Biden Prioritized Labor Unions in U.S. Steel Decision; Opinion Divided Within U.S. Government on Security Risks
16:35 JST, January 5, 2025
The proposed deal for Nippon Steel Corp. to purchase United States Steel Corp. has been blocked by U.S. President Joe Biden, after it was tossed about by U.S. politics for approximately a year.
Many experts believe that the president’s decision prioritized the wishes of labor unions, which are part of Democrats’ support base, rather than economic rationality. The failed large-scale reorganization of the Japan-U.S. steel industry could cast a dark shadow on the close alliance between the two countries and their investment strategies.
Does Biden want to take credit?
“U.S. Steel will remain a proud American company — one that’s American-owned, American-operated, by American union steelworkers — the best in the world,” Biden said in his statement issued on Friday. The president, who is from a middle-class family and calls himself “the most pro-union, pro-worker president in history,” clearly reflected his consideration for labor unions in the statement.
Biden was apparently thinking of United Steelworkers (USW) International President David McCall, who has consistently opposed the proposed acquisition. Backed by the voting power of about 850,000 union members, McCall has political influence in the U.S. Rust Belt, which is home to many working-class people.
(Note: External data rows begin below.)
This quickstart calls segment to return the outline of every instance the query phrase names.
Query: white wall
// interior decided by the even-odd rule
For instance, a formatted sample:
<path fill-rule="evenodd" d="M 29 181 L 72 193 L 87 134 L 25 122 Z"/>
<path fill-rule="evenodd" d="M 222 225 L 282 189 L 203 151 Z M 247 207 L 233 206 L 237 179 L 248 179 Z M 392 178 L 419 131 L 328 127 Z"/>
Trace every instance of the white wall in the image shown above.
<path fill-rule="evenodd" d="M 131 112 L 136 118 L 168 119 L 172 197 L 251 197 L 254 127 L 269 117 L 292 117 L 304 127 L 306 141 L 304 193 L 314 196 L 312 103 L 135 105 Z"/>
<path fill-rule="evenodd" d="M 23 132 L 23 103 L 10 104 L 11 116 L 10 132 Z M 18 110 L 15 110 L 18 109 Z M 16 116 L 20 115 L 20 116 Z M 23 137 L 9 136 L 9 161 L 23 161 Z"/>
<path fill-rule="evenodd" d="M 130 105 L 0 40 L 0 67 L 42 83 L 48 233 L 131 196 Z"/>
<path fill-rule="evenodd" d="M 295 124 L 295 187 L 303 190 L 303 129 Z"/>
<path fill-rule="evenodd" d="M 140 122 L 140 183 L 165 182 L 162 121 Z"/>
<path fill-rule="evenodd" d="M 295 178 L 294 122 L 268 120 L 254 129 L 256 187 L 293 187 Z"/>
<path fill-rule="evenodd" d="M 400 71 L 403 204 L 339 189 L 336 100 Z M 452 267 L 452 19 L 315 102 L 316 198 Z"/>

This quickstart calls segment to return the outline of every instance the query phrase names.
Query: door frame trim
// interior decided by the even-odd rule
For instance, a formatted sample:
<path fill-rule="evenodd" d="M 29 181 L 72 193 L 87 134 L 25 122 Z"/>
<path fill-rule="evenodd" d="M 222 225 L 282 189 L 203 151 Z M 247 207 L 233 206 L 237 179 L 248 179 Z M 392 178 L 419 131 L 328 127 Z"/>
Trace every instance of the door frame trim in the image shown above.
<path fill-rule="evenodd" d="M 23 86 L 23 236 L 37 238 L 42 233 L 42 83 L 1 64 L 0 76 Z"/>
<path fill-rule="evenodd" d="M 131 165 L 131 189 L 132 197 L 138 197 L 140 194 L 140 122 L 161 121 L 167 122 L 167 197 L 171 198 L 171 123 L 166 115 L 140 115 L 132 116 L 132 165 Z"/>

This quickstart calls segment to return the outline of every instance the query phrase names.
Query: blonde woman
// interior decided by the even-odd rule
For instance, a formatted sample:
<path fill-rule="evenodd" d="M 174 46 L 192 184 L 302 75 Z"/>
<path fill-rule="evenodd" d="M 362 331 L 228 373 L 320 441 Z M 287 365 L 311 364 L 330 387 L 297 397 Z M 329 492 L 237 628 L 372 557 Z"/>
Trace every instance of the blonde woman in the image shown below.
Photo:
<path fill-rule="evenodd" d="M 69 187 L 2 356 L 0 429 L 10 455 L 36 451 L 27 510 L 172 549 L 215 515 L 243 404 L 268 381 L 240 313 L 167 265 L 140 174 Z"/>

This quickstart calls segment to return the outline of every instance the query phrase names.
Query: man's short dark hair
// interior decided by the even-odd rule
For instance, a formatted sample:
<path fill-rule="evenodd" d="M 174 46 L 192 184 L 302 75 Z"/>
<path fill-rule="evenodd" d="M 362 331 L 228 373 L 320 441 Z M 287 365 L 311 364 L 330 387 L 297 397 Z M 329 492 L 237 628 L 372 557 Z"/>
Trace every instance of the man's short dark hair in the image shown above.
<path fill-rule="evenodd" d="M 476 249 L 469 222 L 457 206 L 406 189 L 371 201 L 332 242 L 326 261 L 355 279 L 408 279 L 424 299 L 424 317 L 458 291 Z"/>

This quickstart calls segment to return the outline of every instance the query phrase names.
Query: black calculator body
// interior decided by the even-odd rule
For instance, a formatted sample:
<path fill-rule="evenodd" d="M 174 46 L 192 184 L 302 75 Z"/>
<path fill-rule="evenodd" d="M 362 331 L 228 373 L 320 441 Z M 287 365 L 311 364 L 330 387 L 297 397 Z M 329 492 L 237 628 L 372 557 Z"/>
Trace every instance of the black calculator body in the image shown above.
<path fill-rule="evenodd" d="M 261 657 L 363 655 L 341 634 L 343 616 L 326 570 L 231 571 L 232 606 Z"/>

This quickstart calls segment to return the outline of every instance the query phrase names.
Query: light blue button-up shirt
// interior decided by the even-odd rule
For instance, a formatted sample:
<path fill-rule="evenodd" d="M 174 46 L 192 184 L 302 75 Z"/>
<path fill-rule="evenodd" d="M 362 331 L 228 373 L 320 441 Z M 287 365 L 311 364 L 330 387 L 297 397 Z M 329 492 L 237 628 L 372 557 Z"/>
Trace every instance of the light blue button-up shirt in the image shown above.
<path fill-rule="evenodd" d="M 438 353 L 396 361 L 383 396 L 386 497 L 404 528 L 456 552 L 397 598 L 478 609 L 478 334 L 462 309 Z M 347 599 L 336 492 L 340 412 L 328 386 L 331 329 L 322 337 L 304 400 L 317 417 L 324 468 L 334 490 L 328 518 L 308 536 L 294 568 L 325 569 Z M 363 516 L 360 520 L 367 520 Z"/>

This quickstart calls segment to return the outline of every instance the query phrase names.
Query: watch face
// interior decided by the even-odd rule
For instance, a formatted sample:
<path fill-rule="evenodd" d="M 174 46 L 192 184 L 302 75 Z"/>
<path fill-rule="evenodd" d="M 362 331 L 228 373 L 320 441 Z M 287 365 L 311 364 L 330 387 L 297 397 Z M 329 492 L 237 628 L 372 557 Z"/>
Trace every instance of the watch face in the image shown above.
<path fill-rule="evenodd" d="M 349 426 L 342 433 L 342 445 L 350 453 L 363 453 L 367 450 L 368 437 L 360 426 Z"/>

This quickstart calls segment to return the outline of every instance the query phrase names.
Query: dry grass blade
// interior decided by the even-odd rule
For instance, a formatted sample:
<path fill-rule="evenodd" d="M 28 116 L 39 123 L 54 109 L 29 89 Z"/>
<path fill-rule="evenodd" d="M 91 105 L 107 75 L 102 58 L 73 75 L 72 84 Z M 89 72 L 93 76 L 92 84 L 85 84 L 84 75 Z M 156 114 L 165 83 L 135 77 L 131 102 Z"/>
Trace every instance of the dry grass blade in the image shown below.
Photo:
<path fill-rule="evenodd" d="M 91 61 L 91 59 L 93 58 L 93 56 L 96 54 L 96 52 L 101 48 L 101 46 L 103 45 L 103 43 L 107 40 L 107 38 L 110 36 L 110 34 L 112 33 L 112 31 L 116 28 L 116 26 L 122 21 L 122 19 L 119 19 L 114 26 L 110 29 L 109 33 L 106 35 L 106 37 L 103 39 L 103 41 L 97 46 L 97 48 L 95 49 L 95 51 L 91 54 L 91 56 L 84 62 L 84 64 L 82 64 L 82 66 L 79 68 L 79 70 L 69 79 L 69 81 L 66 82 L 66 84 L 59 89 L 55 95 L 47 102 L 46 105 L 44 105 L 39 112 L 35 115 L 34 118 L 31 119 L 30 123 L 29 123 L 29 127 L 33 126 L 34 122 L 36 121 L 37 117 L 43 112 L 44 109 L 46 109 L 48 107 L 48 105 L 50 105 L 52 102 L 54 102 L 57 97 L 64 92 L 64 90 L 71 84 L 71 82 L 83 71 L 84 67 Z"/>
Following their defeat in the presidential election in November, the Democrats and the Biden administration decided to block the planned deal to keep union members on their side in future elections.
And even if Biden were to allow the acquisition, President-elect Donald Trump, who will take office later this month, would undoubtedly reverse that decision. Biden is therefore believed to be seeking to prevent his political opponent from taking credit.
U.S. Steel is a symbolic presence that once supported the country as the world’s largest steelmaker. The acquisition deal, which could give U.S. citizens the impression that the company is being sold to a foreign country, involves huge political risks. Therefore, many analysts believe that the president had no other option.
Opinion divided within U.S. govt
According to reports by U.S. and European media outlets, members of the Committee on Foreign Investment in the United States (CFIUS), which is tasked with reviewing acquisitions of U.S. businesses by foreign buyers for potential national security risks, were divided over the danger that U.S. steel-making capacity would decline after the takeover.
The U.S. Trade Representative argued that Nippon Steel might prioritize its production bases in India and reduce U.S. production in the future. In contrast, the Treasure, State and Defense departments reportedly concluded that the takeover would pose no risks.
William Chou of the Hudson Institute in the United States criticized how the review was performed. Chou said the concerns expressed by the committee were based on extremely weak grounds, adding that it was obvious that there were political directives and interference involved.
U.S. Steel likely to struggle to restructure
Nippon Steel pledged at the end of August to invest a total of $2.7 billion, or about ¥420 billion, and increasingly reached out to people concerned at local meetings. As a result, it managed to steadily win growing support from some USW members and heads of local governments.
Twenty people, including the heads of administrative districts where U.S. Steel has production and other facilities, sent a letter to President Biden on Dec. 23 seeking his approval for Nippon Steel’s acquisition plan. The letter said that they “overwhelmingly support the vision and commitments that Nippon Steel has introduced to ensure that their jobs are protected and that their local facilities stay open.”
But Biden did not change his mind. The stalled plan made it unlikely for Nippon Steel to invest in U.S. Steel, which will certainly make it even more difficult to restructure the company.
In the past eight cases in which U.S. presidents prohibited acquisition plans after CFIUS reviews, the buyers were Chinese companies in seven cases and a Singapore firm in one case. No acquisition proposals by businesses from U.S. allies had been blocked in the past.
The latest decision runs strongly counter to the philosophy of the Biden administration, which has emphasized strengthening supply networks with allied countries to reduce the United States’ dependence on China. This may affect not only the U.S. alliance with other countries but also the credibility of CFIUS reviews and the country’s reputation as a destination for foreign investment.